WASHINGTON - Today, the U.S. Senate Environment and Public Works Subcommittee on Transportation and Infrastructure held the hearing, “Legislative Hearing on S. 2421, the Fair Agricultural Reporting Method Act” Below is the opening statement of Ranking Member Tom Carper (D-Del.), as prepared for delivery:
“Thank you, Mr. Chairman, for holding this hearing today and for allowing me to introduce one of my long-time friends, Bill Satterfield, and share my views on the bill before us. My relationship with Bill dates back many years, including to a time where Bill hosted a radio show and would invite me on as a participant. Bill joined the Delmarva Poultry Industry in 1986, and was named Executive Director in 1993. He works to advance the interests of our Delmarva poultry farmers. Agriculture is a tremendous economic driver in the state of Delaware, and while our state may be small, it leads the nation for value of products produced per acre. A big part of our agricultural success is tied to the work of our chicken farmers, who are well-represented today by Bill Satterfield.
“We have many environmental laws that I believe serve our entire nation, including our farmers, quite well. But, as I said at our full Committee hearing on agricultural issues last month, I acknowledge that sometimes environmental requirements can be complex and confusing to those who farm, especially when those rules suddenly change. This is what happened in April 2017 when the D.C. Circuit Court of Appeals invalidated an EPA rule from 2008. That rule had exempted all farms in the nation from reporting requirements for hazardous air emissions from animal waste under the Comprehensive Environmental Response, Compensation, and Liability Act, known as CERCLA. The rule also exempted small- and medium-sized farms from reporting under the Emergency Planning and Community Right-to-Know Act, also known as EPCRA, but left in place reporting requirements for large farms.

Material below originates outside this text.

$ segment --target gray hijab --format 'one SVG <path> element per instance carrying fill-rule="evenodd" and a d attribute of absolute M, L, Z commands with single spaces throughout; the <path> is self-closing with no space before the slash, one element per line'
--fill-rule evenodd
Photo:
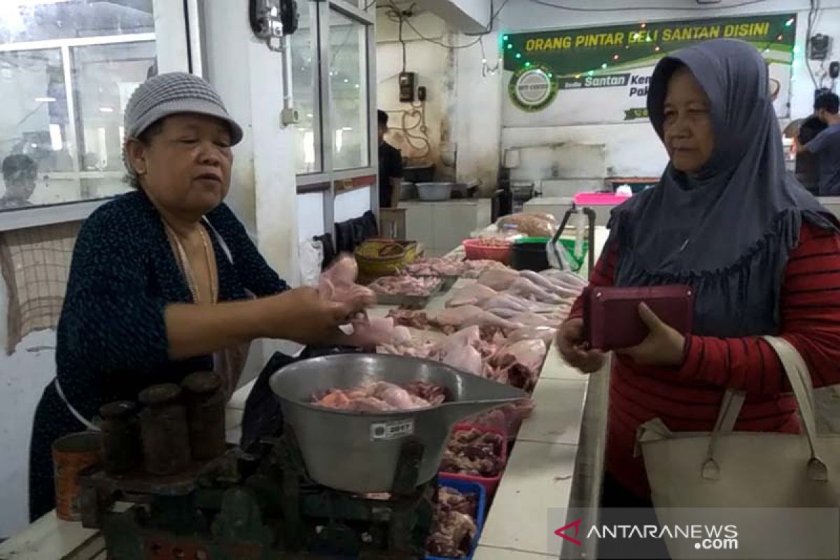
<path fill-rule="evenodd" d="M 694 286 L 696 334 L 775 333 L 802 221 L 835 230 L 837 222 L 785 170 L 767 65 L 747 43 L 706 41 L 659 62 L 648 95 L 659 138 L 668 81 L 682 65 L 711 101 L 714 151 L 695 175 L 669 164 L 656 187 L 616 208 L 615 283 Z"/>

“With the FARM Act, we are helping provide certainty to farmers by legislatively exempting all farms under CERCLA, as was done by EPA in its 2008 rule. One thing I worked hard on with Senators Fischer and Barrasso as we were developing this legislation is to make sure the FARM Act makes no changes to EPCRA reporting. I want to thank both of them, along with their staffs, for working with my staff and me and agreeing not to amend EPCRA in this bill.

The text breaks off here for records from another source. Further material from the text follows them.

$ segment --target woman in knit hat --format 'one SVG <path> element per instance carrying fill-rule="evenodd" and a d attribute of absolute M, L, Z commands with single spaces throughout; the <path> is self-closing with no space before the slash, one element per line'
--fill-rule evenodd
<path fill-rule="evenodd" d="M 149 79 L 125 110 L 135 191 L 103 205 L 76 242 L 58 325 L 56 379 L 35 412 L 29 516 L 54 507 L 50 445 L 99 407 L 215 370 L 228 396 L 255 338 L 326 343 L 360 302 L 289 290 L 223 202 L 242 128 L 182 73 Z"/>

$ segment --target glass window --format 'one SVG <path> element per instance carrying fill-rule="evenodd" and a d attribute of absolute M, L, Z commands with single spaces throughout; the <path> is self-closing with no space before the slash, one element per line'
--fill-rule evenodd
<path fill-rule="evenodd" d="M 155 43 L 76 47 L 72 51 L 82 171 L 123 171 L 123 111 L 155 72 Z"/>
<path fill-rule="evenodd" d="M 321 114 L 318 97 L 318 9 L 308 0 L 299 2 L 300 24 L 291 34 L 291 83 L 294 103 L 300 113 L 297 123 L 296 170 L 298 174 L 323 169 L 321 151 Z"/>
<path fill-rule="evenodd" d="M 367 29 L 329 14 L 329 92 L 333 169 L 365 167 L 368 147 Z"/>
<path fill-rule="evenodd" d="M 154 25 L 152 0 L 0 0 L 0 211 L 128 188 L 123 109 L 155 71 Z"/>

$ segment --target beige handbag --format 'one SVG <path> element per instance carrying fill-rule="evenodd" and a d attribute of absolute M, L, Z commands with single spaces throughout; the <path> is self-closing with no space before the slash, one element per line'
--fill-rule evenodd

“This is an issue that was critical for many members on the Democratic side. We have repeatedly heard concerns from state and local officials, public health experts, and other members of our communities who want information about what is in their air. This bill seeks to strike a careful balance and, as a result, it enjoys broad bipartisan support. My sincere hope is that broad support can be translated into prompt legislative action. Again, my thanks to all who’ve played a role in crafting this compromise which is before us today.”